L’Europe d’outre-mer, ce sont trente-quatre collectivités outre-mer de l’Union européenne. Cette Europe est méconnue par plus d’un, qu’il s’agisse des différentes collectivités françaises d’outre-mer et plus encore des terres ultra-marines des autres États européens. L’ouvrage que nous présentons ici a donc estimé nécessaire de s’ouvrir par un premier rapport introductif établissant le paysage de cette Europe d’outre-mer(2). La carte est dressée de ces collectivités réparties sur toute la planète et liées à six États européens : Danemark, Espagne, France, Pays-Bas, Portugal, Royaume-Uni. Elles suivent deux régimes différents, selon qu’elles sont intégrés à leur État métropolitain (régions ultrapériphériques : RUP) ou qu’elles n’y sont qu’associées (pays et territoires d’outre-mer : PTOM). On évoque aussi une autre catégorie, les États indépendants d’outre-mer, en relation partenariale avec l’Union européenne, rangés sous le sigle ACP, pour Afrique-Caraïbes-Pacifique. Ce rapport précisément documenté explique ensuite la situation de ces collectivités plurielles au plan international (communication, tourisme, ressources naturelles…) et quant à l’affirmation de leur identité propre.
Après cette première contribution jouant le rôle de révélateur de la carte des outre-mers de l’Union européenne, un second rapport introductif se place sur le plan de l’esprit des relations entre l’Union européenne et ses outre-mers. Il explique de quoi sont tissées ces relations : d’une combinaison d’aspirations réciproques et fondamentalement de solidarité[3]. Nous devons comprendre que les régimes d’identité et ceux de spécificité ne doivent jamais être exclusifs les uns des autres. C’est la solidarité qui doit régner, ce thème traversant tout l’ouvrage, et celle-ci peut se traduire tant par des éléments reproduisant ce que le modèle peut pertinemment transposer que par d’autres qui expriment les identités propres. La solidarité s’exprime par l’indistinction et par la différenciation. Des racines se développent des liens arborescents et multiformes mais en profondeur ce que traduit cet ensemble, c’est l’idée générale de solidarité. L’Union européenne et ses outre-mers sont solidaires.

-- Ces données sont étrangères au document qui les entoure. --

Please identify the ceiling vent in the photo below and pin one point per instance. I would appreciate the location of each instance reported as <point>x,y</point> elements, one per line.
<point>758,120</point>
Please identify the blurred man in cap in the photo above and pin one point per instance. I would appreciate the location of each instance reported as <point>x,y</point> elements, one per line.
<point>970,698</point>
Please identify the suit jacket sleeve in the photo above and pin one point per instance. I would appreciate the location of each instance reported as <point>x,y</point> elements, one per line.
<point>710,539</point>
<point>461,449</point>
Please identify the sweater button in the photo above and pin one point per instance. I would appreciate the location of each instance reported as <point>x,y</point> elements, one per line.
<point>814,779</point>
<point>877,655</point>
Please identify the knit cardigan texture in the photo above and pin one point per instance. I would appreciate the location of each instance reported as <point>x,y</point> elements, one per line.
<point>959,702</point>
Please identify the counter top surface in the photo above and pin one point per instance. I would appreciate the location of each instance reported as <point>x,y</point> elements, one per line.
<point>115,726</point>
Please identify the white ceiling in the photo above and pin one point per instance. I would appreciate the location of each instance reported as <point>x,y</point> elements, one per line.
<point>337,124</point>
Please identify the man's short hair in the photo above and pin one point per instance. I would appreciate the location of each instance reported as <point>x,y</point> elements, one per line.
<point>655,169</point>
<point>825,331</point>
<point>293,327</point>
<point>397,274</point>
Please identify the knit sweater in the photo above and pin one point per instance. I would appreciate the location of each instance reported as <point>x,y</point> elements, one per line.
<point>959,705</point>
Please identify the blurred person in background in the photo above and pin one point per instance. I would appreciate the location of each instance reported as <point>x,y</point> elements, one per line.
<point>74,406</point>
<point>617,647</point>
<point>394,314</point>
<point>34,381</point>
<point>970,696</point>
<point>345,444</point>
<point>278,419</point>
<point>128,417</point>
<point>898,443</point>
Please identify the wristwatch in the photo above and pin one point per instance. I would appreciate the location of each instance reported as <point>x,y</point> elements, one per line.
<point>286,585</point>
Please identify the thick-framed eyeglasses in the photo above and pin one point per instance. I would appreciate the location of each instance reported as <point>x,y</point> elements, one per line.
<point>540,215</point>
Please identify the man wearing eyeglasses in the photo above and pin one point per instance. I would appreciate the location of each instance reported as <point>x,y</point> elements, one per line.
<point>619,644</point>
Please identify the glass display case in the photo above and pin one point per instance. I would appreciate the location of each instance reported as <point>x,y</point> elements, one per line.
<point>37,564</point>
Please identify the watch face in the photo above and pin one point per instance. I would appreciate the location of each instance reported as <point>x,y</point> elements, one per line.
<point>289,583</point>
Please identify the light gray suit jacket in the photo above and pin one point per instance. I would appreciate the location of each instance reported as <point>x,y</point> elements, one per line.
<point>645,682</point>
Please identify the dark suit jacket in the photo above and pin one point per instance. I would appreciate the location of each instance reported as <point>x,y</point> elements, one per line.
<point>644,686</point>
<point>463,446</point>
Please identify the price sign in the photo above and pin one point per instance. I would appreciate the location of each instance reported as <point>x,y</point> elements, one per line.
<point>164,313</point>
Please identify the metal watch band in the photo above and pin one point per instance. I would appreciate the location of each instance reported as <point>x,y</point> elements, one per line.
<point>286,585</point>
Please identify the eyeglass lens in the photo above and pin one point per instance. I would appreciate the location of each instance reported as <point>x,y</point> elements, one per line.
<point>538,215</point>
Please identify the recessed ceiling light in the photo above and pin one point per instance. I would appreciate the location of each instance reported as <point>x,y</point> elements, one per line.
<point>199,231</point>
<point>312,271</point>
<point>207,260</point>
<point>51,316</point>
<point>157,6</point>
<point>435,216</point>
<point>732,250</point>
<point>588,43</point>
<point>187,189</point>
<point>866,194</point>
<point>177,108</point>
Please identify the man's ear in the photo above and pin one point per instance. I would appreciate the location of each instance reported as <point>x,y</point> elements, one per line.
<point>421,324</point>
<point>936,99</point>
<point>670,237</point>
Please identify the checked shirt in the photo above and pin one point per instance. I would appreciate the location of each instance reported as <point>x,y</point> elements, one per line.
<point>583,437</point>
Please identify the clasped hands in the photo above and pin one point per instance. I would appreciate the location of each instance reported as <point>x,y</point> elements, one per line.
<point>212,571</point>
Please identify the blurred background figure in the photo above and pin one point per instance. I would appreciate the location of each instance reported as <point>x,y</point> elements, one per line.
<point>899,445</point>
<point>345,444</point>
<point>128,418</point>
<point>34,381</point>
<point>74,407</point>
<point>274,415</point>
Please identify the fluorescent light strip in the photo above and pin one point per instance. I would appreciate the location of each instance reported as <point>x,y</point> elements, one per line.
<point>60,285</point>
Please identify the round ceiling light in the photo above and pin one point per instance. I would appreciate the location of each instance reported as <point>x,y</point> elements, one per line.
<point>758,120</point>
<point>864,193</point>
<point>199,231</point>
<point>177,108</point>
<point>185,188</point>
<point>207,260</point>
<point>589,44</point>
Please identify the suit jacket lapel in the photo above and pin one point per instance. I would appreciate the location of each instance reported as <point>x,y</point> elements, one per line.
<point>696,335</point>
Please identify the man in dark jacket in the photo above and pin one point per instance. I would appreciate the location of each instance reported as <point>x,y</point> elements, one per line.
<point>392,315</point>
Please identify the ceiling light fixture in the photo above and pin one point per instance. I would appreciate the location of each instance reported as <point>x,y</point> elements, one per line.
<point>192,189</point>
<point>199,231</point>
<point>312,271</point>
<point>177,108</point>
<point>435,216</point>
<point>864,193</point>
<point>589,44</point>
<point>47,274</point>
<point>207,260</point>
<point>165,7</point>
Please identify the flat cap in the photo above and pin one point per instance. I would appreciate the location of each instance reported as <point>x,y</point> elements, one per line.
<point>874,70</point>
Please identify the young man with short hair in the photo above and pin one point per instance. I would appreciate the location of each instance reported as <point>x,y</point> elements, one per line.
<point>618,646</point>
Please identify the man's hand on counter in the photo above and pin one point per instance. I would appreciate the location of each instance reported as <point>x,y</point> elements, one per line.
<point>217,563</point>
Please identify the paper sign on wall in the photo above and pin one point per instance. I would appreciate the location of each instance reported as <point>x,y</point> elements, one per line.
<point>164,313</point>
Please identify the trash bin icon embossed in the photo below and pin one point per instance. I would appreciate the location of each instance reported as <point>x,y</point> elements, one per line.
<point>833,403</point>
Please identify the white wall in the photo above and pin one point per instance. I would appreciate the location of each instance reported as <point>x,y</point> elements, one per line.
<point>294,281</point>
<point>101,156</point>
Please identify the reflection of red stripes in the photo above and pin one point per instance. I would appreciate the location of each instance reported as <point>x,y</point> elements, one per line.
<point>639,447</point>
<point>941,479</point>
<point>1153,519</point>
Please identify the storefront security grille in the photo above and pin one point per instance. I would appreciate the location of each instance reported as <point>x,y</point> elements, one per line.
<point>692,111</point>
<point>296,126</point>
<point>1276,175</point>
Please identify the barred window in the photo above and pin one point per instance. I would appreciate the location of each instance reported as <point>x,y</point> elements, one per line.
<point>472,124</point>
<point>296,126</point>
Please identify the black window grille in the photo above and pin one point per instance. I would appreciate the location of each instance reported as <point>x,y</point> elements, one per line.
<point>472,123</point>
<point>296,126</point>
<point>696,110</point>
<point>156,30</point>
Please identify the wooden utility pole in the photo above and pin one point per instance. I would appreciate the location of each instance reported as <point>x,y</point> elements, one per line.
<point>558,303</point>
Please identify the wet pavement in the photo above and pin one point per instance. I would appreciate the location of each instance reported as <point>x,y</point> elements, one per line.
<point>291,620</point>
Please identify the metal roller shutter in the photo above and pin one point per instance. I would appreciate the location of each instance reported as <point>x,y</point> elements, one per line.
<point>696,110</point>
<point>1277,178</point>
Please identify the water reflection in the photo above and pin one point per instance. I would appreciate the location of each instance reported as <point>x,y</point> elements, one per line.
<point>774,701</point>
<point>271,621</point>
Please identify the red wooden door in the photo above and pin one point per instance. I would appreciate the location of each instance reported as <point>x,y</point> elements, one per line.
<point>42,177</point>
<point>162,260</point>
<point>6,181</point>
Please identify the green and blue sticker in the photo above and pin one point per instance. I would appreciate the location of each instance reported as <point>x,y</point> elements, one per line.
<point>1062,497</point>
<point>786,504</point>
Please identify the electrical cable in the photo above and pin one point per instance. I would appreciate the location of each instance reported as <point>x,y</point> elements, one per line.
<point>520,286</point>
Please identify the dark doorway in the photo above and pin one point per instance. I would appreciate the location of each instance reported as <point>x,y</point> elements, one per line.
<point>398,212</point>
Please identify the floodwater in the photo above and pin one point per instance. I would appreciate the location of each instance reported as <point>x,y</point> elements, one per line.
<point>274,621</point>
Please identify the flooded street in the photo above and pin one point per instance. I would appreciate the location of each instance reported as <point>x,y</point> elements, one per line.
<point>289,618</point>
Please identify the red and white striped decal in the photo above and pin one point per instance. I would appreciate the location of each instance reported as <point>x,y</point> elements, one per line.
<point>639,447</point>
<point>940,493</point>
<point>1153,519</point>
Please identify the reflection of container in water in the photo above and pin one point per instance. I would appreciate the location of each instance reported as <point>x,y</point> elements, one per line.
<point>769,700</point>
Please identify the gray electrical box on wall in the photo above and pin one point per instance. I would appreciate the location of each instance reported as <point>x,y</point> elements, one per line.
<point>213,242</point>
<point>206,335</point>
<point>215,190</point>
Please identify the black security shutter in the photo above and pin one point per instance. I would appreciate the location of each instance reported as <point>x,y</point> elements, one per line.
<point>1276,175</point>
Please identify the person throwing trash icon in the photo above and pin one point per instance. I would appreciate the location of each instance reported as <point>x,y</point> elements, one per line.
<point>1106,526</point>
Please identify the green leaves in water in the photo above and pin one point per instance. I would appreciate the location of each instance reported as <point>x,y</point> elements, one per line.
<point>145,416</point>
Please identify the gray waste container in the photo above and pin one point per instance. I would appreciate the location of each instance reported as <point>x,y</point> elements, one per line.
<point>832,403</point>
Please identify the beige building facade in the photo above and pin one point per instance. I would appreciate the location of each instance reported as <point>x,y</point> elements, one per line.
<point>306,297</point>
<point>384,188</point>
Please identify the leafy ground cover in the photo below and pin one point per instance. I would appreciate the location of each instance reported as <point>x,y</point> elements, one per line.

Ces deux contributions ayant enseigné l’ampleur du sujet, l’ouvrage ne prétend pas constituer le vaste traité qui le traiterait exhaustivement. Il est composé de deux parties dont l’ensemble doit nous interpeller et nous donner envie d’en savoir plus. La première partie nous donne quelques exemples clés de situations problématiques au sein du thème général de l’ouvrage. La seconde reproduit les analyses de personnalités de ces terrains, débattant des enjeux concrets auxquels ils sont confrontés.
I. Une diversité de collectivités pour une pluralité de liens
Le premier exemple de cette diversité évoque les « outre-mers extrêmes, outre-mers inattendus »[4]. Que l’Europe s’étende au-delà des mers, au-delà de l’Europe, n’est-ce pas inattendu ? Pluralisme certes, mais aussi éloignement et hétérogénéité, du Groenland à Wallis et Futuna en passant par Clipperton. Certaines de ces îles sont souvent inhabitées ou fort peu peuplées. Quelle curiosité que la cinquantaine d’habitants de Pitcairn descendants des révoltés du Bounty ! Quelle contestable singularité que l’existence de paradis fiscaux ! Mais aussi quels succès que ceux de la gestion des pêches. Quelles belles perspectives que celles d’une future exploitation durable des richesses minières sous-marines…
Inattendu aussi est le succès fulgurant de l’aventure spatiale européenne ancrée à Kourou en Guyane. Les outre-mers de l’Union européenne sont à la pointe de la recherche scientifique qui doit aujourd’hui s’activer dans la lutte contre le changement climatique et l’élévation du niveau des mers. Les outre-mers de l’Union européenne doivent être comme le souligne François Garde « les relais naturels de l’ambition d’un continent ».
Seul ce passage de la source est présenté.